The students on the receiving end of any throwing, hitting, or name-calling are also getting the message that their teacher isn’t always going to protect them from small slights, so how can they trust you to protect them from big ones?

Make sure your students know that they can’t get away with breaking the rules at all, even on a small scale, and it will go a huge way to prevent escalating discipline problems in the future.

Sometimes, all it takes is interjecting a few words into your lesson to tell Jimmy that if he does it again he’s going to have to sit in the corner for a while, and sometimes you have to stop to address it in a major way. No matter what, don’t sacrifice your long-term classroom management for the easy path right now

Argue with students

Some students seem destined to be lawyers; they will try to convince you they didn’t just eat an eraser even though you were looking right at them while they did it, or provide you with a detailed interpretation of how a rule doesn’t say they can’t stick gum under their desk so they technically didn’t do anything wrong.

Not only are you compromising your authority and leadership in the classroom when you let them drag you into arguments, you are also bringing class to a standstill – which is probably exactly what your little future lawyer wants.

That being said, remember that there is a big difference between listening and arguing. A student might be trying to tell you that he turned around and hit the kid behind him because that kid had been whispering insults for the past hour.

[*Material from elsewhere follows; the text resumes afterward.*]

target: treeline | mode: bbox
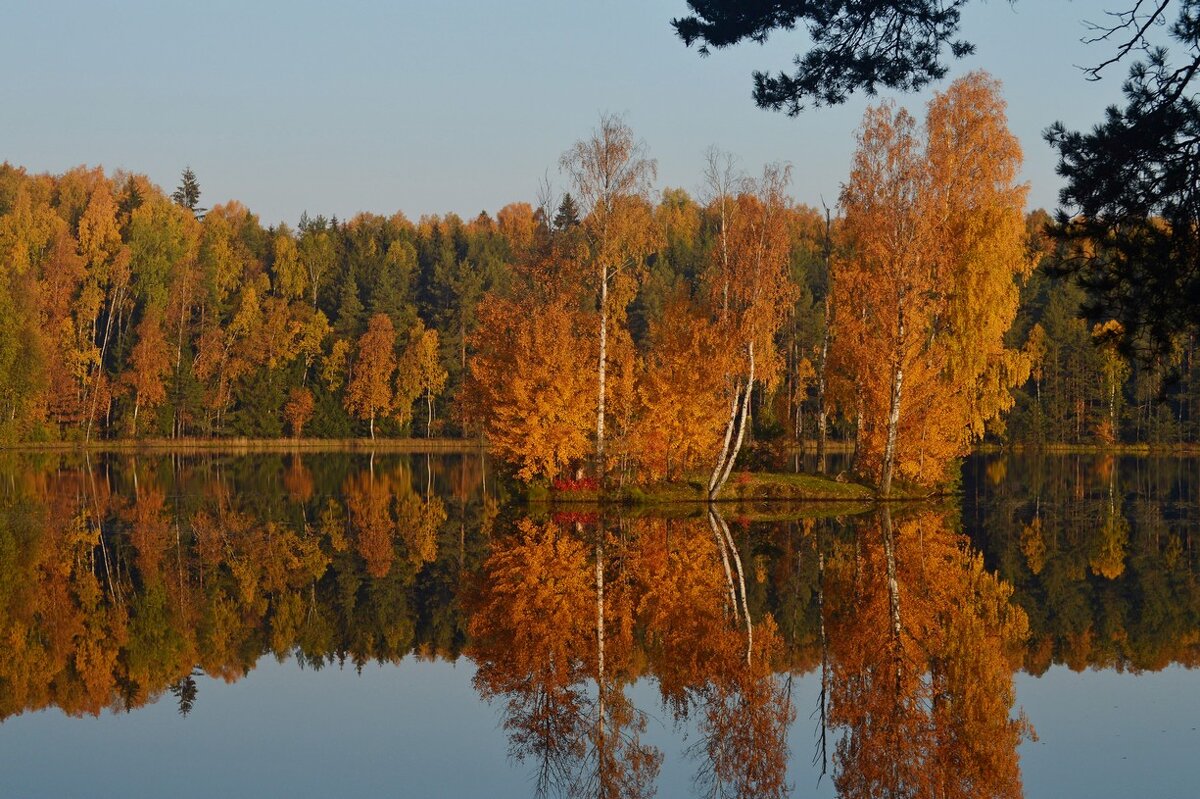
[1000,211,1200,445]
[0,101,1200,453]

Or she might genuinely not understand what she did wrong. Or a student might be trying to argue his way out of discipline. A good teacher knows how to let her students feel heard without getting caught up in arguments over rules, discipline, or past actions, and this comes down to knowing your students, holding firm boundaries, and always maintaining control and keeping your cool.

Come to a lesson unprepared/wing it

The boy scouts (and Scar) have it right: be prepared. No matter how experienced a teacher you are, or how many times you have taught a particular class, putting in a little time to prep your materials and run through the lesson in your head is key to your day going smoothly.

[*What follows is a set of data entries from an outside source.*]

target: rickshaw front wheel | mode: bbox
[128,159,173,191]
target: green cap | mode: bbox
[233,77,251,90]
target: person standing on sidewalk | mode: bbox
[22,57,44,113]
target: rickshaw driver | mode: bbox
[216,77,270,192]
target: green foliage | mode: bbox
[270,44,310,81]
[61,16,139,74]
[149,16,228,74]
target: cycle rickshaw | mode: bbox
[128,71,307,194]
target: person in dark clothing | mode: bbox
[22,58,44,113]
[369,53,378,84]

Sure, it can be frustrating to spend half an hour of unpaid prep time on a class, but standing in front of a class drawing a blank about what comes next, or searching through your materials for the right worksheet, is the perfect recipe for out of control students and a difficult class.

Being prepared also means having a few good filler activities in your pocket for times when a lesson runs short. Yes, in teaching you always need to be able to adapt on the fly, but that doesn’t mean winging it; that means having something ready to keep your students engaged in any eventuality.